Chávez warns Colombia not to allow U.S. base

The Associated Press
Thursday, May 15, 2008

CARACAS: President Hugo Chávez warned Colombia not to allow a U.S. military base on its border with Venezuela, saying he would regard such an act as “aggression.”

Chávez said Wednesday that he would not let the U.S.-backed Colombian government establish an American military base in La Guajira, a region spanning northeastern Colombia and northwestern Venezuela.

The Venezuelan leader said that if Colombia allowed the base, his government would revive an old territorial conflict and claim the entire region.

“We will not allow the Colombian government to give La Guajira to the empire,” Chávez said, referring to the United States in a speech before an auditorium of uniformed soldiers. “Colombia is launching a threat of war at us.”

Chávez said Washington’s top diplomat in Bogotá, Ambassador William Brownfield, recently suggested that a U.S. military base in Ecuador could be moved to La Guajira.
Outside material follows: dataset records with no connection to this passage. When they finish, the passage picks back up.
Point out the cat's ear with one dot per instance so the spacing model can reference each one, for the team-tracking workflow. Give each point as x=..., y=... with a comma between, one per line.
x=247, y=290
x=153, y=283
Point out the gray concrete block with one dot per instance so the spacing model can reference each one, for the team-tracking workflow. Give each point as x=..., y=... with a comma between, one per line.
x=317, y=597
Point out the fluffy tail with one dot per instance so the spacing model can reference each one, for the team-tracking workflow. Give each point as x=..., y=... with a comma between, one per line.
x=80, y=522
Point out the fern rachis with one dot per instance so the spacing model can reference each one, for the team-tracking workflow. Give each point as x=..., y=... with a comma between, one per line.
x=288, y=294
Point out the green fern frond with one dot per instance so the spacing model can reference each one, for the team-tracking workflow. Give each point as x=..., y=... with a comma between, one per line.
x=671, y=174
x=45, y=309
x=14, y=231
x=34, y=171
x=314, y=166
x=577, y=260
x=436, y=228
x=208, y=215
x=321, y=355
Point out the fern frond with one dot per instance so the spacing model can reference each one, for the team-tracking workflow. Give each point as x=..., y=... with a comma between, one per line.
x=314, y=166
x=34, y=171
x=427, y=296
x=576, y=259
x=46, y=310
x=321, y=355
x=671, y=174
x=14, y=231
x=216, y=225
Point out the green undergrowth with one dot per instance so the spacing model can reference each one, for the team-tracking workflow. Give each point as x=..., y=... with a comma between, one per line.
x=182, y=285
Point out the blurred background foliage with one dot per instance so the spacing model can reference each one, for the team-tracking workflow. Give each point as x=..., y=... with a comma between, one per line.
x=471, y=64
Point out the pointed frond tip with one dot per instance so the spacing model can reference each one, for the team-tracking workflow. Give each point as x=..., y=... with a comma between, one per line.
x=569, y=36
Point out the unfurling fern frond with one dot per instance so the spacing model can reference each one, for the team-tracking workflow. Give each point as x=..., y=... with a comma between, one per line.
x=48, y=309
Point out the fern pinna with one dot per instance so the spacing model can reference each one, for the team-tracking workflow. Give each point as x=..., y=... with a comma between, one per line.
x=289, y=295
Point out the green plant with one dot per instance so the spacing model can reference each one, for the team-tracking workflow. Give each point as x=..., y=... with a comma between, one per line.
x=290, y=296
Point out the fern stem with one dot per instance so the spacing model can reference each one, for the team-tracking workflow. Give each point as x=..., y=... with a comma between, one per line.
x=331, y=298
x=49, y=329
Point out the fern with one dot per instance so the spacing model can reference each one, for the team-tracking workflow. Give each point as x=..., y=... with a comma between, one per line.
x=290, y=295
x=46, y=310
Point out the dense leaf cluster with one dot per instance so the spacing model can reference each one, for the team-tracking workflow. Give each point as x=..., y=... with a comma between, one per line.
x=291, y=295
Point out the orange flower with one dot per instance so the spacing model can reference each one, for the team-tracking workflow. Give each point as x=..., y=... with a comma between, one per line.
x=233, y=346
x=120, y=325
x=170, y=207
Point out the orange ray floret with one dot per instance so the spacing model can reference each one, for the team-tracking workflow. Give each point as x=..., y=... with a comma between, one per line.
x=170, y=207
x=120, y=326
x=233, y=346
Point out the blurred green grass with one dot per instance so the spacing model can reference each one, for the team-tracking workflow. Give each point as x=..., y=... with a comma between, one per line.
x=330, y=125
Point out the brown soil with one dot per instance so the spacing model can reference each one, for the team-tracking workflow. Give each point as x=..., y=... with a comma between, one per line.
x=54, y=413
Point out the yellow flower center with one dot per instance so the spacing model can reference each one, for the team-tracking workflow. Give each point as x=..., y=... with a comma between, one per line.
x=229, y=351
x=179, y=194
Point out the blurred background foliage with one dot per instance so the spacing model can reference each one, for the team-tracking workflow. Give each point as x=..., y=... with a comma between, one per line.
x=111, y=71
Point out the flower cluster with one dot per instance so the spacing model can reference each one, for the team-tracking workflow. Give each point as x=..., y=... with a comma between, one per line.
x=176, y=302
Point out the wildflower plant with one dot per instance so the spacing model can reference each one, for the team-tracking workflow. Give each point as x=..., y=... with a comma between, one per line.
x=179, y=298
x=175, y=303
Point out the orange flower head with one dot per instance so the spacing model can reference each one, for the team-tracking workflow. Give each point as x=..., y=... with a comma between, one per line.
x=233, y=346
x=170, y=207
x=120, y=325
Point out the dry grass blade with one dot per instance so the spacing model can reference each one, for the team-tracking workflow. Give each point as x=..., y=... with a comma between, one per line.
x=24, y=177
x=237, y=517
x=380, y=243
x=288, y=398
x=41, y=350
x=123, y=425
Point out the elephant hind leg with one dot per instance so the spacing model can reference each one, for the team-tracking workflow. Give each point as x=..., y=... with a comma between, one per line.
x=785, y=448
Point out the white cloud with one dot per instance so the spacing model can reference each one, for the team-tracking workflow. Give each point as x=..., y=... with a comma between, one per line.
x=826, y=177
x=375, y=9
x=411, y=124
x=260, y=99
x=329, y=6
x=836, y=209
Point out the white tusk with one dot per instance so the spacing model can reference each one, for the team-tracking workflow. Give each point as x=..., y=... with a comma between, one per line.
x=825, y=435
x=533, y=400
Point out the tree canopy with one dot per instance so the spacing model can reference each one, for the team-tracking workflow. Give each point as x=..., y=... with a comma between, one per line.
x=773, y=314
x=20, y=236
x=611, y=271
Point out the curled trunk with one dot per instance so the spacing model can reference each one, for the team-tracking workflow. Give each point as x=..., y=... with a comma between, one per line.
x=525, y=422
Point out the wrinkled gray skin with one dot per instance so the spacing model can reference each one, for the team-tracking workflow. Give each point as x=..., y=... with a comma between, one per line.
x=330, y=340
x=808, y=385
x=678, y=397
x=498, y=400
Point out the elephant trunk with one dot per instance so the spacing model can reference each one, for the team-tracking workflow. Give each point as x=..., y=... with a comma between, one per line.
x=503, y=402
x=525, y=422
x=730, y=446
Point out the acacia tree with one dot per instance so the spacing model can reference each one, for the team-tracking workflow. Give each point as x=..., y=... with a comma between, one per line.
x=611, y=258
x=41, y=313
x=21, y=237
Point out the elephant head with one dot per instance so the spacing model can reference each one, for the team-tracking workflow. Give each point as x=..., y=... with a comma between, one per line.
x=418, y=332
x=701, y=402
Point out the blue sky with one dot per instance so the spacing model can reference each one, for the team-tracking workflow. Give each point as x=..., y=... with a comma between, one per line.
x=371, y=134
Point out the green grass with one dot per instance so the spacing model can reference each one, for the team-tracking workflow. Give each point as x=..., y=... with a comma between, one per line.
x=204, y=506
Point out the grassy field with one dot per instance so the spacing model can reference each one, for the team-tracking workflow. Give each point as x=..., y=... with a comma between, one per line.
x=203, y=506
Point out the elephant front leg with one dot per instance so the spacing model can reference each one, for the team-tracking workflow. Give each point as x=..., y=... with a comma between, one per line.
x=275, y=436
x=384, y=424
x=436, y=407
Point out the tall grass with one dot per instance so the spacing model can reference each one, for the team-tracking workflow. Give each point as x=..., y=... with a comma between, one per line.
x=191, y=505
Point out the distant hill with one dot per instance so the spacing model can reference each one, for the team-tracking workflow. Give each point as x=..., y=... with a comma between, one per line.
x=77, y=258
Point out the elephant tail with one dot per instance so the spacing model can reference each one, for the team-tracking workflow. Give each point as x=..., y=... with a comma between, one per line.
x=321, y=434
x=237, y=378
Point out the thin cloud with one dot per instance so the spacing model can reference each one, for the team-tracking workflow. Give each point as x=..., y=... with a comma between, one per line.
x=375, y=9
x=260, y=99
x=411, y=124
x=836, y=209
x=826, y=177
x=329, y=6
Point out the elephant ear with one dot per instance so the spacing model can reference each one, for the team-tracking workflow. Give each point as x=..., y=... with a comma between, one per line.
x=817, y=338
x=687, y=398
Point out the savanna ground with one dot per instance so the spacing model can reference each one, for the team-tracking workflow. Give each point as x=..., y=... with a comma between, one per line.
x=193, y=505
President Rafael Correa of Ecuador, a close Chávez ally, has repeatedly said that he will not renew a 10-year lease on the base in the Pacific port of Manta when it expires next year.

Surveillance flights the United States runs from Manta represent 60 percent of drug interdiction in the eastern Pacific.

Diplomatic relations between Caracas and Bogotá worsened last week when Colombia unveiled documents allegedly showing that Chávez sought to arm and finance Colombian rebels. Chávez denies the allegation.